In his eighth chapter of Book First, Calvin goes to great lengths to demonstrate that the credibility of the Scriptures is well proven by the Bible itself as well as through the affirmation of history. In almost humorous fashion, Calvin chastises those who would question that Moses wrote the books that bear his name and even question the very existence of Moses himself. Calvin points out that questioning the existence of Plato, Aristotle or Cicero would rightly result in harsh punishment.[4] For Calvin, the truth of every word contained in the Bible was above question and one can easily imagine the man’s frustration in having to defend the Bible over and over again.

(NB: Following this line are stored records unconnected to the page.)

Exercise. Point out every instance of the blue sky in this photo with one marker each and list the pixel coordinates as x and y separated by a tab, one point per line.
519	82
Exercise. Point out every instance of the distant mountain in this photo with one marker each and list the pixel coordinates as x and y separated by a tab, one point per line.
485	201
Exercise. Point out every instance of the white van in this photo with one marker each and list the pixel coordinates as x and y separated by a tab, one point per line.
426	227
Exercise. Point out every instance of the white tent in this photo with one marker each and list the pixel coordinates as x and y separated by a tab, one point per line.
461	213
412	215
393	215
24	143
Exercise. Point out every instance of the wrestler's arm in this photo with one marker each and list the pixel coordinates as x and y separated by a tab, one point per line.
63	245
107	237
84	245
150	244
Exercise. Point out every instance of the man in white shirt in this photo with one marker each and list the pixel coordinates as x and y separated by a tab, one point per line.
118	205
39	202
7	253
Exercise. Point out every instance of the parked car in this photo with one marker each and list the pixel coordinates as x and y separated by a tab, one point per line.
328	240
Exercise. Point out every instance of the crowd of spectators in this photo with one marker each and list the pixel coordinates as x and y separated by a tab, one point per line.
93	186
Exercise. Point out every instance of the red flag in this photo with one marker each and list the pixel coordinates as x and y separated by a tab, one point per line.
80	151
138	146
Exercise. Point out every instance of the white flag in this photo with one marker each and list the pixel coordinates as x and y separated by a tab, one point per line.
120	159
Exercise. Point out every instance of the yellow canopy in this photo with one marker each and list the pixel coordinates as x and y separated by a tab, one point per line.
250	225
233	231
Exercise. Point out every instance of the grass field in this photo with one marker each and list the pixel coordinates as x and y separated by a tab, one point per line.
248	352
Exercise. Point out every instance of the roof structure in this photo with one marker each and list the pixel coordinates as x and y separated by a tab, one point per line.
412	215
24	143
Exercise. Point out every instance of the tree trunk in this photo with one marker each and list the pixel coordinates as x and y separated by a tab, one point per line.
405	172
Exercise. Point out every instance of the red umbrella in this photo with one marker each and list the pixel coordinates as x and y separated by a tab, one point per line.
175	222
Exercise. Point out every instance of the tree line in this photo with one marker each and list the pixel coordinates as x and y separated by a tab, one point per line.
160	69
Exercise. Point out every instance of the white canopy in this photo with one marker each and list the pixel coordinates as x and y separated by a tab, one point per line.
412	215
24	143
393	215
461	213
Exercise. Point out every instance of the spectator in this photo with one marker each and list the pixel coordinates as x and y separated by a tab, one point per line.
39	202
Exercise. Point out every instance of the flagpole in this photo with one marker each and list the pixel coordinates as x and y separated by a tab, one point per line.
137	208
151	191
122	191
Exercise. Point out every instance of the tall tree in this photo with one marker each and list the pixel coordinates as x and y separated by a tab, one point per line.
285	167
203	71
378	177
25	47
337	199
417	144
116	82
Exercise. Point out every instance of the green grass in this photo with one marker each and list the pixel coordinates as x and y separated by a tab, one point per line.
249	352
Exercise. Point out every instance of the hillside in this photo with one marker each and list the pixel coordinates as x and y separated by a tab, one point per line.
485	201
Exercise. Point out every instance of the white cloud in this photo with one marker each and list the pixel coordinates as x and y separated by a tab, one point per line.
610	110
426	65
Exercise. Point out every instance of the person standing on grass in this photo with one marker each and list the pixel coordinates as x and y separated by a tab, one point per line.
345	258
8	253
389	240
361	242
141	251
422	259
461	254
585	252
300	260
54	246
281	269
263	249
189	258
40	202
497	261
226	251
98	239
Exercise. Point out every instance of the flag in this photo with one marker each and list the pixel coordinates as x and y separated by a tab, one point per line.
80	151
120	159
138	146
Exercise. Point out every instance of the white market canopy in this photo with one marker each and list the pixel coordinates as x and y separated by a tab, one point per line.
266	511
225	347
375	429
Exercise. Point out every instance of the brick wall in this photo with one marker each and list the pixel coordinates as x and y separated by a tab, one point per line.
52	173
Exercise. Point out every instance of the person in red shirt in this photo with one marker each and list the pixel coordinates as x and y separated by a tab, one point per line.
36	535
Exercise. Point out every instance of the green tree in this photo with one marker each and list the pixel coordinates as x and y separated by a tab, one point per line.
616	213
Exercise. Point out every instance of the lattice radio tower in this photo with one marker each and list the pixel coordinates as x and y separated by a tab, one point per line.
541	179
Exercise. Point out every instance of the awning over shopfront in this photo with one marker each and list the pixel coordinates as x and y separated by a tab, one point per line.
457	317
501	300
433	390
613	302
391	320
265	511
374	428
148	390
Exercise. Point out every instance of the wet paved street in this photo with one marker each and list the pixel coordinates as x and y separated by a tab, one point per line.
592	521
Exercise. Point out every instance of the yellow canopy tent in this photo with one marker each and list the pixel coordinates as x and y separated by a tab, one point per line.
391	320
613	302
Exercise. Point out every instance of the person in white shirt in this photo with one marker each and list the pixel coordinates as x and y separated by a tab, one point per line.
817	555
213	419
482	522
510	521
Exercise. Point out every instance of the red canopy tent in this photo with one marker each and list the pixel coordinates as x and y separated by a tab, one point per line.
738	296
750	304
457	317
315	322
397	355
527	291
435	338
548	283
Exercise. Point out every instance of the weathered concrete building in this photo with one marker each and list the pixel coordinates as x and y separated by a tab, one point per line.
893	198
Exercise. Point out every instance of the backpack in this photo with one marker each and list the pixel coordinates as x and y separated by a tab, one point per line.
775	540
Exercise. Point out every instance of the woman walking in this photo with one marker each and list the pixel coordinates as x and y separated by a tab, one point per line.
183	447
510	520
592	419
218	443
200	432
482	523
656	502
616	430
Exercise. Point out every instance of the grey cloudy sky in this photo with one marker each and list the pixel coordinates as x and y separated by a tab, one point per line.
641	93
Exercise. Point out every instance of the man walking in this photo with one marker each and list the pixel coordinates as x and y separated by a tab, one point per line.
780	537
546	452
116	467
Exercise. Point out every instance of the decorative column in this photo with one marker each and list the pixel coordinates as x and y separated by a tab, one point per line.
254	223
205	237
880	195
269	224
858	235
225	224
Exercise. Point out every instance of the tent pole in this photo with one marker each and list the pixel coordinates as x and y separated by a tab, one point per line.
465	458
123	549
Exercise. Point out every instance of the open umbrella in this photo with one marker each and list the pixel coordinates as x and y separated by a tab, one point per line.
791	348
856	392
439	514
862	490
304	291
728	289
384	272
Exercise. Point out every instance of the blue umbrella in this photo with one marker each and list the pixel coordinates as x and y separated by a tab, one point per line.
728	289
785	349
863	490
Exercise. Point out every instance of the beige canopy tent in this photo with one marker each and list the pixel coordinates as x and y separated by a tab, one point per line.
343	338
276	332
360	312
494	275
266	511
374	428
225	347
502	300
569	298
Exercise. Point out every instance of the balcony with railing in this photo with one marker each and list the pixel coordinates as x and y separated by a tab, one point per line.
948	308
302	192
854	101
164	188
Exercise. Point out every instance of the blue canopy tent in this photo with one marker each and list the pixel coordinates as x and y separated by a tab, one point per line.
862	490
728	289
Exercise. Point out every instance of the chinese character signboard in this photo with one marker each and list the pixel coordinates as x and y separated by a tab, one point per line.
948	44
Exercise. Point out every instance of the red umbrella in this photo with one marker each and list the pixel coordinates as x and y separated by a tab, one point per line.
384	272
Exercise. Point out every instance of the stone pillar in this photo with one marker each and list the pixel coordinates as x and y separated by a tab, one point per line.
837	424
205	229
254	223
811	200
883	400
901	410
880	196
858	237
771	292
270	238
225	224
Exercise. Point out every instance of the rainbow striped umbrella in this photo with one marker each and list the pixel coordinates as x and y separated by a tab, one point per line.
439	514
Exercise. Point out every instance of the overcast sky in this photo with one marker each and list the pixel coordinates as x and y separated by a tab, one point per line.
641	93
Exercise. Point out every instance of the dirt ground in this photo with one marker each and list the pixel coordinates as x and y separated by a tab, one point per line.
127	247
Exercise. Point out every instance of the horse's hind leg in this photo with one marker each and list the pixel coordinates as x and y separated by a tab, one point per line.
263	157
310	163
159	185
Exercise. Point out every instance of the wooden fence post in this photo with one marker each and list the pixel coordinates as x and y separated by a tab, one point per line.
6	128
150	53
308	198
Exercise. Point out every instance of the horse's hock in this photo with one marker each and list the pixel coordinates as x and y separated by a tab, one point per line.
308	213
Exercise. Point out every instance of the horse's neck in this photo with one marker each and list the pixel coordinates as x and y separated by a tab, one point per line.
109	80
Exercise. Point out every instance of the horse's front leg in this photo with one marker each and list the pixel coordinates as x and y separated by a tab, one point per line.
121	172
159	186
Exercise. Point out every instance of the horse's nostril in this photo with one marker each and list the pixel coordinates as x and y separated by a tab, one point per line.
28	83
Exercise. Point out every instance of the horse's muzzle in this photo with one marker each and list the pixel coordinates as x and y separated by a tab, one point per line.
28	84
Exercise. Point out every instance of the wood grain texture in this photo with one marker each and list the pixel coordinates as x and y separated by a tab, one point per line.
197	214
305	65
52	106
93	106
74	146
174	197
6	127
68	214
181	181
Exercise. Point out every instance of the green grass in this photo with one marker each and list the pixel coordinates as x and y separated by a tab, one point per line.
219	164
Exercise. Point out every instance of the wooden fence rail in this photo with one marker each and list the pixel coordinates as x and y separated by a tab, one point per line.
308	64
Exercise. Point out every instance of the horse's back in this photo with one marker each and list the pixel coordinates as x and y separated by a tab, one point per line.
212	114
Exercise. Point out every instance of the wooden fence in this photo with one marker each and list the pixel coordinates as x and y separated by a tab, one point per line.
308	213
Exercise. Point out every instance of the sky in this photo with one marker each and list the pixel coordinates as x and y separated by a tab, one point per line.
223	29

A treatment of John Calvin’s view of Scripture would be incomplete if mention was not given to two additional points. First, Calvin did not believe in a doctrine of dictation though he did refer to the various writers as God’s amanuenses on occasion. Instead, Calvin believed that the Holy Spirit revealed God’s will and work and in often mysterious ways guided the writers as they recorded their respective books.[5] Since the Bible is the written word of God, Calvin affirmed that it is authoritative in all matters it deals with. Calvin also believed that the Bible does not deal with everything.[6]

The second point to keep in mind was the approach Calvin used to interpret Scripture. Calvin’s preferred hermeneutic insisted that the literal meaning of the text be taken in the historical context in which it was written. Unlike the Roman Catholic Church he left in favor of Protestantism, Calvin rejected the fourfold interpretation of his day that allowed allegorizing, moralizing, and spiritualizing the word of God.[7] Interpretative methods matter. For Calvin, to seek God without His word is to labor in vanity and error.[8] Lacking a proper understanding of that word is an equally useless endeavor.


[1] Erickson, Millard J. Christian Theology 2nd Edition. (Grand Rapids: Baker Academic, 1998), 63-64.

[2] Calvin, John, translated by Henry Beveridge. Institutes of the Christian Religion, Book First. (Peabody, MA: Hendrickson Publishers, Inc., 2008), 26.

[3] Douglas, J. D., Phillip Wesley Comfort, and Donald Mitchell. Who's Who in Christian History. (Wheaton, IL: Tyndale House Publishers, Inc., 1997), 131.

[4] Calvin, John, translated by Henry Beveridge. Institutes of the Christian Religion, Book First. (Peabody, MA: Hendrickson Publishers, Inc., 2008), 41.

[5] Elwell, Walter A., ed. Evangelical Dictionary of Theology 2nd Edition. (Grand Rapids: Baker Academic, 2001), 201.

[6] Ibid.

[7] Ibid.

[8] Calvin, John, translated by Henry Beveridge. Institutes of the Christian Religion, Book First. (Peabody, MA: Hendrickson Publishers, Inc., 2008), 29.